Relatos cortos
Era un verano de calor inmóvil. Las chicharras cantaban con el sol clavado en lo alto, y el polvo de los caminos se quedaba suspendido en el aire, como si también sintiera el peso de la siesta.
En la casa de las glicinas, sentada en el banco del patio, Clara miraba el río. Todos los días a la misma hora, con la misma quietud. Los vecinos ya no se preguntaban por qué. “Es su costumbre”, decían. Y es que en los pueblos la rutina se respeta como si fuera un mandato divino.
El río avanzaba con su perezoso rumor, arrastrando hojas, ramas, a veces alguna botella olvidada. Clara fijaba la vista en el agua y, a veces, parecía que sonreía. Pero nadie se atrevía a preguntarle en qué pensaba.
Algunos decían que esperaba a alguien. Otros, que recordaba.
En el pueblo se contaba la historia de un muchacho que una vez le prometió volver, un pescador de manos fuertes y ojos oscuros que se perdió en el tiempo. Lo vieron marcharse una tarde de marzo, con la camisa arremangada y un gesto de prisa.
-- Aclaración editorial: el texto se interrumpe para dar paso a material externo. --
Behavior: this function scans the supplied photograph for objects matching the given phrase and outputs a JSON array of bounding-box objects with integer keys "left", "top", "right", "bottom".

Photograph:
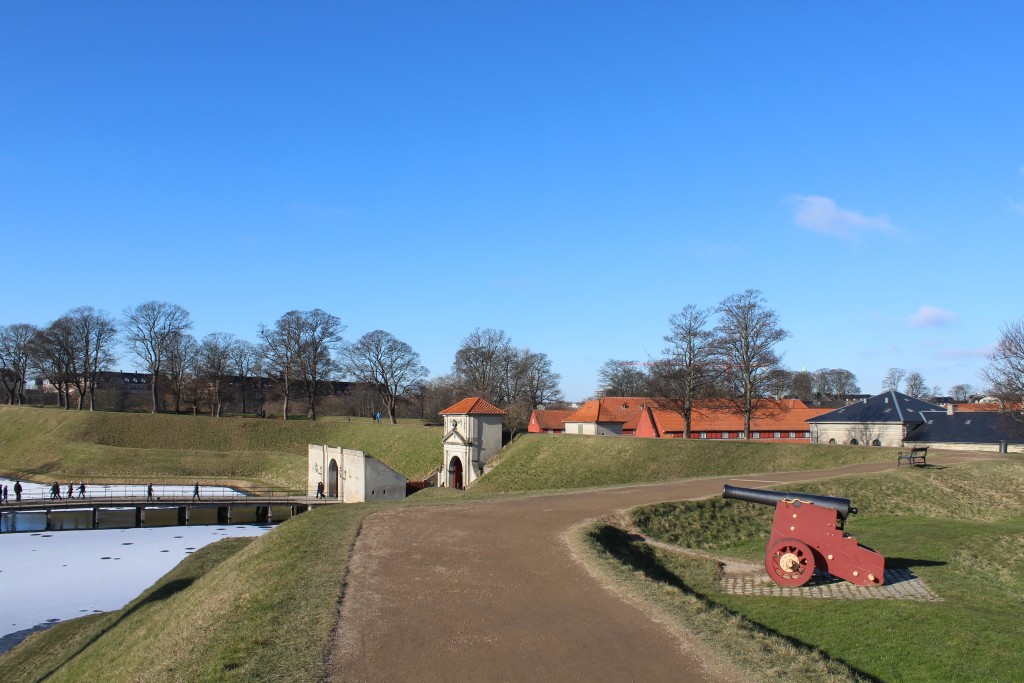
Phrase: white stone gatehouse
[
  {"left": 439, "top": 398, "right": 505, "bottom": 488},
  {"left": 306, "top": 443, "right": 408, "bottom": 503}
]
Dijo que iría a Buenos Aires, que haría fortuna, que luego vendría por ella.
Nunca volvió.
Pero Clara seguía allí, con el vestido blanco ligeramente ajado y las manos cruzadas sobre el regazo, viendo el río pasar como si esperara que una mañana le trajera una respuesta.
Los años se acomodaron en su rostro como la luz en los atardeceres. Y el río, indiferente, seguía su camino, ajeno a las historias de los que lo miraban con la esperanza de que el agua devolviera lo que una vez se llevó.